TILLAGE EFFECTS ON INTERRILL ERODIBILITY OF TWO ALABAMA SOILS

Authors: Truman, Clinton; SHAW, J. - AUBURN UNIV.; REEVES, D. - USDA-MS (AUBURN)

Submitted to: Annual Southern Conservation Tillage Conference for Sustainable Agriculture
Publication Type: Proceedings
Publication Acceptance Date: 6/2/2002
Publication Date: 6/24/2002
Citation: TRUMAN, C.C., SHAW, J.N., REEVES, D.W. TILLAGE EFFECTS ON INTERRILL ERODIBILITY OF TWO ALABAMA SOILS. ANNUAL SOUTHERN CONSERVATION TILLAGE CONFERENCE FOR SUSTAINABLE AGRICULTURE. PP. 288-294. 2002.

Interpretive Summary: Alabama soils have been managed under conventional tillage practices and most are considered highly erodible. Conservation tillage is effective in reducing soil loss. We quantified soil loss and calculated interrill erodibilities (Ki) for two Alabama soils managed under conventional- (CT) and no-till (NT) systems. We evaluated NT with and without paratilling (+P, -P) and with and without surface cover (rye) (C, NC). Four tillage system treatments evaluated were conventional tillage without fall paratilling and without rye cover (CT-P, NC), no-till without fall paratilling and without cover (NT-P, NC), no-till without fall paratilling and with cover (NT-P, C), and no-till with fall paratilling and cover (NT+P, C). Duplicate 1-m^2 plots established on each tillage treatment were exposed to simulated rainfall (50 mm/h for 2 h). Runoff and soil loss were controlled by either residue cover or paratilling. Erodibility values calculated based on rainfall intensity (Kii) ranged from 0.14-4.03, and those calcultated based on runoff energy (Kiq) ranged from 0.24-5.12. For both soils, runoff, soil loss, and Ki values were greatest and infiltration was lowest for CT-P, NC plots (worst-case scenario). Runoff, soil loss, and Ki values were lowest and infiltration was highest for NT+P, C plots (best-case scenario). For both soils, Ki values for CT-P, NC plots were 10-20 fold greater than those for NT+P, C plots. The CT-P, NC treatment represents the greatest potential for runoff and soil loss. Surface residue management through conservation tillage coupled with paratilling is the best system to promote infiltration and reduced runoff, soil loss, and Ki for soils in the Coastal Plain and Tennessee Valley regions of Alabama.

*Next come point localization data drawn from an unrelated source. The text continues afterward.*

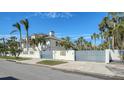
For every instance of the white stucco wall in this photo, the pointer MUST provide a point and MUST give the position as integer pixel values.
(69, 55)
(35, 54)
(114, 55)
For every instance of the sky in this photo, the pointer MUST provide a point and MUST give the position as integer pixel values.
(72, 24)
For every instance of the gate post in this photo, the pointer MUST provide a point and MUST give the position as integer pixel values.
(107, 56)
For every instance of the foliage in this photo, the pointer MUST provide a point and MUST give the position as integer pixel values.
(13, 47)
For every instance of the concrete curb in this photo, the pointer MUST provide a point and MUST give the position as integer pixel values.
(97, 75)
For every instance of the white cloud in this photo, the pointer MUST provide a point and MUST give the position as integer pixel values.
(51, 15)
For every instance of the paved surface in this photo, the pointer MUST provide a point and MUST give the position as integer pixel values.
(88, 67)
(13, 71)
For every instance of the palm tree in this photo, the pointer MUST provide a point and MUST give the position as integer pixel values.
(66, 43)
(38, 41)
(25, 22)
(18, 28)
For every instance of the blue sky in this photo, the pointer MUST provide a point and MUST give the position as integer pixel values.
(73, 24)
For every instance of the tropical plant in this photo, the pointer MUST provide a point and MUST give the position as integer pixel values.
(25, 22)
(38, 42)
(66, 43)
(13, 47)
(18, 28)
(3, 47)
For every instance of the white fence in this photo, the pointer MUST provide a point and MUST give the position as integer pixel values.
(31, 54)
(64, 55)
(90, 55)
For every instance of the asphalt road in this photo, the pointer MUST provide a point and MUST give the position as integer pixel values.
(15, 71)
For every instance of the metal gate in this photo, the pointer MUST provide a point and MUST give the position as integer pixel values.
(90, 55)
(47, 54)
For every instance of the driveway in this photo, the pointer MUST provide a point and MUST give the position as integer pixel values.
(14, 71)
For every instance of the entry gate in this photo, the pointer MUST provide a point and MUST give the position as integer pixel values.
(90, 55)
(47, 54)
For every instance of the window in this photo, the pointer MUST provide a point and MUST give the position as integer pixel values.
(62, 53)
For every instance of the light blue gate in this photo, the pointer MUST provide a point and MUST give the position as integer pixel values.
(90, 55)
(47, 54)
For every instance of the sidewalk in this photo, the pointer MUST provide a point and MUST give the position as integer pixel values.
(114, 71)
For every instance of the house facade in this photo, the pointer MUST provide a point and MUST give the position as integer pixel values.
(52, 42)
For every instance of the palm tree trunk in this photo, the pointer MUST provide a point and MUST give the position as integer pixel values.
(27, 41)
(20, 40)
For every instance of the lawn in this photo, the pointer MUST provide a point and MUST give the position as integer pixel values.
(51, 62)
(14, 58)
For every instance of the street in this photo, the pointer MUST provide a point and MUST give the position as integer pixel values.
(15, 71)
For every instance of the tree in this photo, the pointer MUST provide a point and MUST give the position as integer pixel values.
(3, 47)
(18, 28)
(38, 41)
(25, 22)
(113, 25)
(13, 47)
(66, 43)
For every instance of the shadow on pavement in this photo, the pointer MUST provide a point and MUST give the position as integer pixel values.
(8, 78)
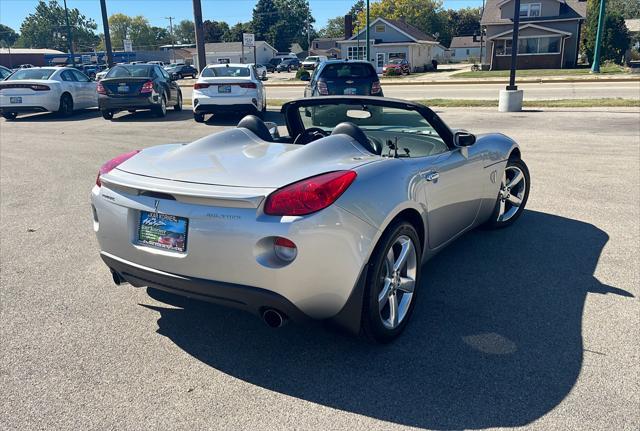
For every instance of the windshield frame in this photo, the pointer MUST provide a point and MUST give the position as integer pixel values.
(295, 125)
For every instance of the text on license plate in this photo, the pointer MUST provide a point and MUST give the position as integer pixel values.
(163, 231)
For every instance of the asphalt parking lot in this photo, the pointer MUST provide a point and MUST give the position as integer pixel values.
(536, 325)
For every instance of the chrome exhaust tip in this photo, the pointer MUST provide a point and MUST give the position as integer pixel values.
(274, 318)
(117, 278)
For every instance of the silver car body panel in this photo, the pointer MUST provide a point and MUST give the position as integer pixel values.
(220, 183)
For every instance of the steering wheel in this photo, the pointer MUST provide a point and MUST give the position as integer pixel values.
(309, 135)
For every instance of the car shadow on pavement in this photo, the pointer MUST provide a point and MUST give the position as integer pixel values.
(495, 339)
(80, 115)
(234, 119)
(147, 116)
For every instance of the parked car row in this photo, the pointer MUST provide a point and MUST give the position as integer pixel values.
(220, 88)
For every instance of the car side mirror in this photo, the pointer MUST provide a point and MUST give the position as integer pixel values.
(273, 129)
(464, 139)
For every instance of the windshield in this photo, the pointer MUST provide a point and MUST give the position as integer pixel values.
(135, 71)
(31, 74)
(388, 126)
(226, 71)
(346, 70)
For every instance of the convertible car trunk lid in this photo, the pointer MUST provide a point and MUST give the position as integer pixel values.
(237, 158)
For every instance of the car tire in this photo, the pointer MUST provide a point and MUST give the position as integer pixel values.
(390, 295)
(512, 196)
(66, 105)
(161, 110)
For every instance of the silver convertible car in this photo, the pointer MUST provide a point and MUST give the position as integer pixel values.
(329, 221)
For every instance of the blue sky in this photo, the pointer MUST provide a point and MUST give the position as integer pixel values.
(12, 12)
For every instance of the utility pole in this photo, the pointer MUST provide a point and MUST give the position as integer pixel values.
(173, 45)
(107, 36)
(197, 20)
(366, 49)
(69, 38)
(595, 68)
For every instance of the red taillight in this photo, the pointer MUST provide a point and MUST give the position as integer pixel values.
(310, 195)
(111, 164)
(147, 87)
(322, 88)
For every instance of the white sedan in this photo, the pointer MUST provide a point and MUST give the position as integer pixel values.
(46, 89)
(228, 88)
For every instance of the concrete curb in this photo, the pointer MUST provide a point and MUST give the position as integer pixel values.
(476, 82)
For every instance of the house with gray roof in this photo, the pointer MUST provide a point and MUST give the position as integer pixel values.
(549, 33)
(391, 39)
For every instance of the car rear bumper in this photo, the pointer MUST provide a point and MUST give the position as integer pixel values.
(140, 102)
(251, 299)
(233, 246)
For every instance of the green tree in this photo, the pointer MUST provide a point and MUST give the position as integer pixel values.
(185, 32)
(265, 16)
(46, 28)
(214, 31)
(7, 35)
(234, 34)
(615, 38)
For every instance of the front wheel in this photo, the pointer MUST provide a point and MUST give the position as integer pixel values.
(392, 279)
(513, 195)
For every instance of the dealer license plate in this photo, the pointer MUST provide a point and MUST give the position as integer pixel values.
(163, 231)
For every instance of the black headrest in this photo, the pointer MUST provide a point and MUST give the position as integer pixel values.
(350, 129)
(257, 126)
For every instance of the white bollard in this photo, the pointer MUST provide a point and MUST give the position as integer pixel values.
(510, 100)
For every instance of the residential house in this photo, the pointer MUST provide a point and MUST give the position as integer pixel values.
(549, 33)
(233, 52)
(390, 39)
(464, 48)
(327, 46)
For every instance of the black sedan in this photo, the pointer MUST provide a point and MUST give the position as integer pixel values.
(183, 70)
(138, 86)
(288, 65)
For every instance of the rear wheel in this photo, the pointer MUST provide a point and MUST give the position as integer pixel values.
(393, 275)
(66, 105)
(161, 110)
(513, 195)
(178, 106)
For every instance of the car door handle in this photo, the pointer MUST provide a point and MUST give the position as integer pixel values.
(431, 175)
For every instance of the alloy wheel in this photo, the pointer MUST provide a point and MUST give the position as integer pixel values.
(512, 190)
(397, 282)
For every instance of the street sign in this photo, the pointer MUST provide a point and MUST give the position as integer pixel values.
(249, 40)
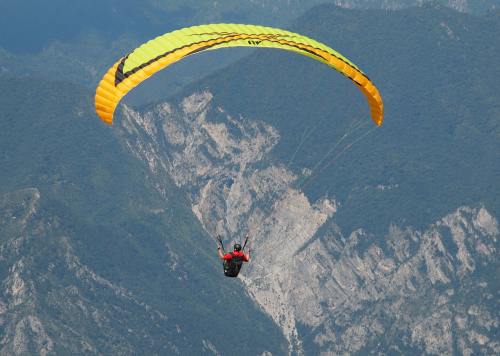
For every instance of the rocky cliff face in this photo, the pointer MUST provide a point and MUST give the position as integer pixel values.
(431, 290)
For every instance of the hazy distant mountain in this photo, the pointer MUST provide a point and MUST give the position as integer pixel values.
(79, 40)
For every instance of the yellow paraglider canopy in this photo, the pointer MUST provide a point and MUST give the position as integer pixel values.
(171, 47)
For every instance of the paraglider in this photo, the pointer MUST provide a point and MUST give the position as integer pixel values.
(233, 261)
(152, 56)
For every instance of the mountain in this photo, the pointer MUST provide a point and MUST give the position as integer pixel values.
(78, 41)
(92, 258)
(393, 247)
(364, 240)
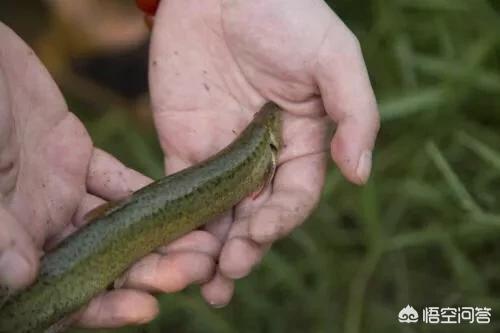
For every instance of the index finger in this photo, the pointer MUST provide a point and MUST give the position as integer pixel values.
(348, 97)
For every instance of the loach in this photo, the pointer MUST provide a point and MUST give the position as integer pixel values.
(87, 262)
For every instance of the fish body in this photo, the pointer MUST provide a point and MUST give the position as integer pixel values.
(86, 263)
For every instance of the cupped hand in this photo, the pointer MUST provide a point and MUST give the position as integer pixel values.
(214, 63)
(51, 176)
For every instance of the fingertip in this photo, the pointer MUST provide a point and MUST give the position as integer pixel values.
(170, 273)
(218, 291)
(353, 154)
(264, 228)
(17, 270)
(119, 308)
(238, 257)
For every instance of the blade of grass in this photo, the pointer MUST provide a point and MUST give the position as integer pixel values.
(455, 184)
(411, 103)
(488, 154)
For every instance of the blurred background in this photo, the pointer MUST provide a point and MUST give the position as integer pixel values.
(424, 231)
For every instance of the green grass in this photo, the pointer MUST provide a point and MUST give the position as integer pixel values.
(424, 231)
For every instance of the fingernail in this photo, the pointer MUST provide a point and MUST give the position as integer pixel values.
(364, 166)
(13, 268)
(120, 282)
(217, 305)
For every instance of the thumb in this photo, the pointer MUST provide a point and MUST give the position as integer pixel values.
(19, 258)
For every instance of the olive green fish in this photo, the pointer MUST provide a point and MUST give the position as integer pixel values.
(88, 262)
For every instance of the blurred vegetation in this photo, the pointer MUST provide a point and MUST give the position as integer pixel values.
(423, 232)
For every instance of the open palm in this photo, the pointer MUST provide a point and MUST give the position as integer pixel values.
(214, 63)
(50, 177)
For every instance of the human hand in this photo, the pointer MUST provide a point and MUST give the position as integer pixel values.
(214, 63)
(51, 176)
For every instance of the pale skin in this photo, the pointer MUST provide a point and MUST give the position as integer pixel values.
(212, 65)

Technical Abstract: Alabama soils have been managed under conventional tillage practices and most are considered highly erodible. Conservation tillage is effective in reducing soil loss. The objective of this study was to quantify soil loss and calculate interrill erodibilities (Ki) for loamy sand and silt loam soils managed under conventional- (CT) and no-till (NT) systems. We also evaluated NT with and without paratilling (+P, -P) and with and without surface cover (rye) (C, NC). Four tillage system treatments evaluated were conventional tillage without fall paratilling and without rye cover (CT-P, NC), no-till without fall paratilling and without cover (NT-P, NC), no-till without fall paratilling and with cover (NT-P, C), and no-till with fall paratilling and cover (NT+P, C). Duplicate 1-m^2 plots established on each tillage treatment were exposed to simulated rainfall (50 mm/h for 2 h). Runoff and soil loss were measured continuously from each plot (slope=1%). At E.V. Smith, runoff and soil loss were controlled by residue cover. Kii values ranged from 0.14-2.87, and Kiq ranged from 0.24-4.34. Runoff, soil loss, and Kii (0.29-4.03) and Kiq (0.48-5.12) values at TN Valley were controlled by paratilling. At both sites, runoff, soil loss, and Ki values were greatest and infiltration was lowest for CT-P, NC plots (worst-case scenario). Runoff, soil loss, and Ki values were lowest and infiltration was highest for NT+P, C plots (best-case scenario). For both soils, Ki values for CT-P, NC plots were 10-20 fold greater than those for NT+P, C plots. The CT-P, NC treatment represents the greatest potential for runoff and soil loss. Surface residue management through conservation tillage coupled with paratilling is the best system to promote infiltration and reduced runoff, soil loss, and Ki for soils in the Coastal Plain and Tennessee Valley regions of Alabama.